Granada / Barcelona.- El presidente José Luis Rodríguez Zapatero animó ayer al PP a aprovechar la «oportunidad de recuperar su credibilidad» sumándose al proceso de reformas de los estatutos y haciendo un discurso «integrador hacia Cataluña», para no tener que «arrepentirse dentro de 10 o 15 años».

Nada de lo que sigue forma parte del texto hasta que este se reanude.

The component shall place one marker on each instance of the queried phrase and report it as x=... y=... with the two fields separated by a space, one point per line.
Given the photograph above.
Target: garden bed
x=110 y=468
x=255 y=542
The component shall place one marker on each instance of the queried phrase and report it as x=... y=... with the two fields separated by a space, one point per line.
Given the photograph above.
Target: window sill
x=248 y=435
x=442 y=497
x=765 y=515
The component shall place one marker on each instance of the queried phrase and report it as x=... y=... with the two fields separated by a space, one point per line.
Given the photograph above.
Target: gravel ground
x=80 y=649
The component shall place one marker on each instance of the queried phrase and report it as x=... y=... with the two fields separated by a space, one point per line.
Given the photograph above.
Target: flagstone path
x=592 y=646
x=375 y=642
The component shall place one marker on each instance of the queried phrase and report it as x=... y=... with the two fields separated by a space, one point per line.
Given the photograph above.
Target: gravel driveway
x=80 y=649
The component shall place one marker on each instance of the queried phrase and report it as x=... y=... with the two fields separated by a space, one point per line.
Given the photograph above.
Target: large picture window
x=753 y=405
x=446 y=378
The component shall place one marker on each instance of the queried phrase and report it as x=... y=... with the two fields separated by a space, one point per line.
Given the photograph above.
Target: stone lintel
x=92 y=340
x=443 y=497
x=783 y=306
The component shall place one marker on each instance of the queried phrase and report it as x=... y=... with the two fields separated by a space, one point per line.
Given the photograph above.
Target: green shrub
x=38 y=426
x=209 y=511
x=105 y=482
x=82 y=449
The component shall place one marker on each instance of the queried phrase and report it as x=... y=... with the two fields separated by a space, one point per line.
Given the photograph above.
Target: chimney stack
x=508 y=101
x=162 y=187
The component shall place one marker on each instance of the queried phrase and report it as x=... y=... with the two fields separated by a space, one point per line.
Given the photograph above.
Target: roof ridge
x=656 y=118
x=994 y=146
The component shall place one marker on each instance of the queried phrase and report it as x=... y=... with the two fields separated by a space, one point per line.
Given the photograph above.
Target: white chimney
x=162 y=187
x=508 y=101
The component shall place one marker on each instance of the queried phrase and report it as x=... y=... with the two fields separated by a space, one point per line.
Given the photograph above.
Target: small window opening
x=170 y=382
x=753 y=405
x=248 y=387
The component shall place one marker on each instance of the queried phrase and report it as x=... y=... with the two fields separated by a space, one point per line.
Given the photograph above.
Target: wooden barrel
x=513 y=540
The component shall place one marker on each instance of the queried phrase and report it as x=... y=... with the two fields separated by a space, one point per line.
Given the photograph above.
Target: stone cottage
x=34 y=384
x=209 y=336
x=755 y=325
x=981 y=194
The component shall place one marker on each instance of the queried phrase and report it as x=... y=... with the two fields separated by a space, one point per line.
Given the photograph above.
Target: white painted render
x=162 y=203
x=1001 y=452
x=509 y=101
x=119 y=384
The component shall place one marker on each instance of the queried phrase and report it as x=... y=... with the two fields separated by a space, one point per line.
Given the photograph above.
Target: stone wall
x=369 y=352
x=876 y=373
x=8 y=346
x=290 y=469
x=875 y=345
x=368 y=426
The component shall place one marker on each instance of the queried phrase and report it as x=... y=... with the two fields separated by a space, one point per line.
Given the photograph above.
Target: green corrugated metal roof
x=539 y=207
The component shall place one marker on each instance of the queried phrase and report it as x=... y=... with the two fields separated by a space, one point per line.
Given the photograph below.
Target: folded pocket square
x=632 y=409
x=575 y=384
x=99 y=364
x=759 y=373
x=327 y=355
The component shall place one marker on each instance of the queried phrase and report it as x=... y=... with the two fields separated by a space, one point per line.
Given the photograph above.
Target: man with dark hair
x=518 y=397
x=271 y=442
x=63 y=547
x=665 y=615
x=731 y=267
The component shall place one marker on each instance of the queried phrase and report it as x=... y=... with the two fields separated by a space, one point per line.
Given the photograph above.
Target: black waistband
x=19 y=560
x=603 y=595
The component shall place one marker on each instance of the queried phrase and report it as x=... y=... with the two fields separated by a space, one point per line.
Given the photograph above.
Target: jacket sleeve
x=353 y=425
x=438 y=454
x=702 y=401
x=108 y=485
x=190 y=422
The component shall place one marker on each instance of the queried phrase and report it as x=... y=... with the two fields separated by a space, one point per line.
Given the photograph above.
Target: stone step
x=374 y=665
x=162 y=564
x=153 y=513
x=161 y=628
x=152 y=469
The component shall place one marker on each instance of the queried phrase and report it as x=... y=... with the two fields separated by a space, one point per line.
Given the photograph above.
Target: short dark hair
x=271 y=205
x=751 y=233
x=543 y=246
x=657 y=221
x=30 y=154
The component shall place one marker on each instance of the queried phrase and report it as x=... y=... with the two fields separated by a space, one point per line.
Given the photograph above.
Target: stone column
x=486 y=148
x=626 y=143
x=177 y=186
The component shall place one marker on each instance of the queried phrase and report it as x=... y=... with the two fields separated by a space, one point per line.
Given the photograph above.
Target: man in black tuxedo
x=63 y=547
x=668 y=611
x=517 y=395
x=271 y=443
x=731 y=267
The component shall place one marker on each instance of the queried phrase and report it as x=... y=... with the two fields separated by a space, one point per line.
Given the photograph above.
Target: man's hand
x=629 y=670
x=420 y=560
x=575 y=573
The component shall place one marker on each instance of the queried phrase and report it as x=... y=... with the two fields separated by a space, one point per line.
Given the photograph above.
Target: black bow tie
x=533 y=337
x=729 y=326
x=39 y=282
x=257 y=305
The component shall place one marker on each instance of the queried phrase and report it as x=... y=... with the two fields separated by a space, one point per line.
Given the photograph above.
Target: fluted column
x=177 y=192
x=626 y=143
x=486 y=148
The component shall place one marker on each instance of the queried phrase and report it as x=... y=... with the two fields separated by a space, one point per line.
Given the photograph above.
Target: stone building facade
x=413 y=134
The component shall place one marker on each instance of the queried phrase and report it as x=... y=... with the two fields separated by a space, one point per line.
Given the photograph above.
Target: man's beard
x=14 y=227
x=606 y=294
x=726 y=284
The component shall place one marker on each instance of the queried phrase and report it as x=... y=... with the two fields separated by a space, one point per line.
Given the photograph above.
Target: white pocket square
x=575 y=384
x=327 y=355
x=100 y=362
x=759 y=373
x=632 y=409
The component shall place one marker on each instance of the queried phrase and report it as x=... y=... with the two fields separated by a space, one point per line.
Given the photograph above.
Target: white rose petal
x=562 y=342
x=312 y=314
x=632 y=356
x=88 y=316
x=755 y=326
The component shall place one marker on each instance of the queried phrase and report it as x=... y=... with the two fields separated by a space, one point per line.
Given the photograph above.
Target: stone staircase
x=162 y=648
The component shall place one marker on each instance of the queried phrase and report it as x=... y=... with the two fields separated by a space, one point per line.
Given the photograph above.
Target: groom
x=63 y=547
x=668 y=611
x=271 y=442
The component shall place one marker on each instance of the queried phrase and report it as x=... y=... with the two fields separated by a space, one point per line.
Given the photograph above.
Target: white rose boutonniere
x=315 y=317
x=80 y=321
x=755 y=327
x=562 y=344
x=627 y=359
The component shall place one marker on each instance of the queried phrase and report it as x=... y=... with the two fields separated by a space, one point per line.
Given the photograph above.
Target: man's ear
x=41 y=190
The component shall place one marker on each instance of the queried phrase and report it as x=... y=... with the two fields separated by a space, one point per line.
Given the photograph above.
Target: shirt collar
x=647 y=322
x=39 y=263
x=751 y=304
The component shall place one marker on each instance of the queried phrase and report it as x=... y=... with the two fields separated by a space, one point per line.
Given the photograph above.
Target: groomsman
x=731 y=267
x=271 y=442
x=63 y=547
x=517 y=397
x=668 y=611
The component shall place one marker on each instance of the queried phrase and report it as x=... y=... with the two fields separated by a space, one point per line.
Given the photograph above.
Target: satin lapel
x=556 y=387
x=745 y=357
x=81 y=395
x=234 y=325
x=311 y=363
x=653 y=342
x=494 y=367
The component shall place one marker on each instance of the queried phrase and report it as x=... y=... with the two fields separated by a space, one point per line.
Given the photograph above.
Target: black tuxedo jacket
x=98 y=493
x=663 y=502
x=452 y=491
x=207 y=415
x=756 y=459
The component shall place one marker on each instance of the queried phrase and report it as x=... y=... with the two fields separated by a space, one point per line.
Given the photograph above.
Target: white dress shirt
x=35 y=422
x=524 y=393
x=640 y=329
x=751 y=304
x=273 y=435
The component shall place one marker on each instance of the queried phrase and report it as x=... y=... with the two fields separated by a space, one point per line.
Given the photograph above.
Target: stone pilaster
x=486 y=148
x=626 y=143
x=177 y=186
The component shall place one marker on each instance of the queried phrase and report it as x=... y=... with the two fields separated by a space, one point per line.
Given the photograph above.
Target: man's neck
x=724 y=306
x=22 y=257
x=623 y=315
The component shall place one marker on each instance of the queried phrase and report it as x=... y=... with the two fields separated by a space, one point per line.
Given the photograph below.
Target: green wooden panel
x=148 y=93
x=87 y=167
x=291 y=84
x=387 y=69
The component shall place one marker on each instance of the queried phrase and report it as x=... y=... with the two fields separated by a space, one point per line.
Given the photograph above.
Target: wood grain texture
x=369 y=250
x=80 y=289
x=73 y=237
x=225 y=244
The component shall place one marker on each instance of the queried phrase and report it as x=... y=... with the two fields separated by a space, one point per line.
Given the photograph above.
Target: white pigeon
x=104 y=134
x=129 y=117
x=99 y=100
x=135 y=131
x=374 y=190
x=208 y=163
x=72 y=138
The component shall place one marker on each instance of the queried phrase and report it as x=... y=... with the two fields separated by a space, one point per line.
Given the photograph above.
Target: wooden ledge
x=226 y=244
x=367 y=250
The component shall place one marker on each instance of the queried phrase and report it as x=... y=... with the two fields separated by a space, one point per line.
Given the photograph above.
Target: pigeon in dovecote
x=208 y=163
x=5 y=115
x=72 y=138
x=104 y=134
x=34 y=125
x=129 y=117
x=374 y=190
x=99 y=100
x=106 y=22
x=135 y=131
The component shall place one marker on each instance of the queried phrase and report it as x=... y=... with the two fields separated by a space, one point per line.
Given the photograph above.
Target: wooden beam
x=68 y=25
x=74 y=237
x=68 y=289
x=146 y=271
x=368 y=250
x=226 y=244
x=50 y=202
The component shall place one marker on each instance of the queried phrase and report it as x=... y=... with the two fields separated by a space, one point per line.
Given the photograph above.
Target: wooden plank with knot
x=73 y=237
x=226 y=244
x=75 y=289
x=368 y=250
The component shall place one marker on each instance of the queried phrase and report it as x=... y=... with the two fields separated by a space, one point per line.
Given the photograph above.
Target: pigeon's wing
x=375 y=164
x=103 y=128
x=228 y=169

En un acto en Granada, Zapatero subrayó que los populares tienen «abierta» la posibilidad de recuperar la credibilidad ante los ciudadanos «si en Andalucía o en Cataluña, o en cualquier otra comunidad, entran al diálogo, a las reformas, a los avances, y no a los discursos del miedo, de la división y de la intransigencia».

El presidente aseguró que los españoles no van a creer las «profecías» y los «miedos» que «cada día nos lanzan». «¿Cómo van a creer a los que dijeron que en Irak había armas de destrucción masiva, a los que dijeron que porque reconocíamos el derecho al matrimonio entre personas de distinta orientación sexual se rompía la familia, a aquellos que después de la tragedia del 11-M estuvieron lanzando insidias y conspiraciones para esconder sus graves errores?», se preguntó. «Hemos nacido para dar, y otros están siempre pidiendo, ahora firmas», ironizó sobre la campaña del PP para el referéndum sobre el Estatut.

Josep Piqué escenificó ayer en la sede del PP de Barcelona su apoyo a esa campaña estampando su firma a través de internet. El líder conservador dijo que espera igual acogida en Cataluña que en el resto de España, donde los populares llevan recogidos más de 650.000 apoyos en 5 días. Según la Cadena SER, el magistrado de la Audiencia Fernando Bermúdez repartió impresos del PP.

Mientras PSC, CiU e IC incrementan su presión para que ERC acabe dando su apoyo al pacto con el PSOE por el nuevo Estatut antes de que el próximo lunes se inicie la «batalla» contra el PP en el Congreso, Esquerra denuncia que se «rebajan» 19 aspectos de la financiación y exige que «se ponga el reloj a cero» y se empiece a negociar desde el principio. CiU exigió a Maragall gestos drásticos: o da un paso hacia la cohesión interna o rompe el tripartito. Artur Mas dijo que un «gran pacto de Estado» como el Estatut se ha hecho entre CiU y el PSOE porque ambos ocupan «la centralidad» política, lo que lleva a otros partidos «que están en los extremos». Aseguró que quien se excluya «queda fuera de juego para muchos años» y abogó ante los ministros Bono, Sevilla y López Aguilar por participar en la gobernabilidad de España.